Update: have-a-go-Munir Hussain has his sentence reduced

The recent case of Munir Hussain who was sent to prison for 30 months for inflicting violent vengeance on a particularly vicious burglar has had his application for his sentence to be reduced heard by the Court of Appeal.

The Court of Appeal, in refusing Munir Hussain's application to grant leave to appeal against his conviction for grievous bodily harm with intent has clearly signalled that it does not see fit to upset the law in relation to self defence.  Mr Hussain's conviction was in respect of his attack on his assailant Walid Salem with a cricket bat back in September last year.

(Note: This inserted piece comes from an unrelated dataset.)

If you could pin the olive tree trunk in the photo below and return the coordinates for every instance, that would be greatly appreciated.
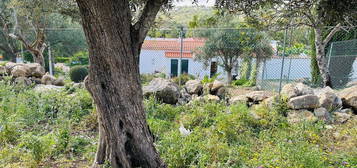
(113, 81)
(320, 44)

The conviction will stand but the matter did not end there for it was followed by an application to have the sentence reviewed.  On Wednesday 20 January 2010 the Court of Appeal gave it's answer.

Munir Hussain's jail term was reduced to 12 months suspended for two years.  A supervision requirement for the two years was also added.

The appeal had been heard by Lord Chief Justice Lord Judge, sitting with two other judges.  Lord Judge said he had shown "mercy" to Hussain.

Mr Hussain's brother, Tokeer Hussain, who was also jailed for causing grievous bodily harm with intent, was less successful and had his 39-month jail term reduced to two years.

Mr Hussain's family were tied up but Mr Hussain escaped and enlisted his brother's help and chased the offenders down the street, bringing one of them to the ground.

The pair left Walid Salem with what has been described as a permanent brain injury after hitting him with a cricket bat so hard that it broke the bat into three pieces.

Lord Judge made it clear that he was not altering the law in relation to self defence and what amounted to reasonable force. 

Lord Judge added: "This trial had nothing to do with the right of the householder to defend themselves or their families or their homes. The burglary was over and the burglars had gone. No one was in any further danger from them".  Lord Judge went on to say the case was one of "true exceptionality".

In the meantime, Metropolitan Police Commissioner, Sir Paul Stephenson, has entered the debate by suggesting that people who tackle criminals "make our society worthwhile".  Sir Paul has also been reported as saying "I have worried on occasions that we have got the advice slightly wrong. People have to make reasonable judgements, but actively discouraging people from being active citizens seems to me to be wrong. Our first response should not be to discourage people from doing it. It should be to applaud their bravery and courage. Our first response should be to express gratitude that we have got citizens who would do that thing."

Others may also feel that it is only right to acknowledge an individual's bravery and courage in tackling offenders but this does not make it any easier for the families of such have-a-go-heroes.

What is perhaps surprising is that Sir Paul's remarks have been made at a time when concerns have been raised after three people have been killed in recent weeks, in London alone, after intervening in difficult and risky situations.

Sukhwinder Singh 31, died.  He was stabbed after chasing muggers who had snatched a woman's handbag in Barking, East London.

Frazer Bradshaw , 33, died after suffering fatal head injuries.  Frazer had tried to break up a brawl outside a pub in Uxbridge, West London.

David Joslin , 23, died as a result of fatal injuries sustained as a result of trying to break up a fight between two groups in Chingford, East London.

Something tells me this debate will continue.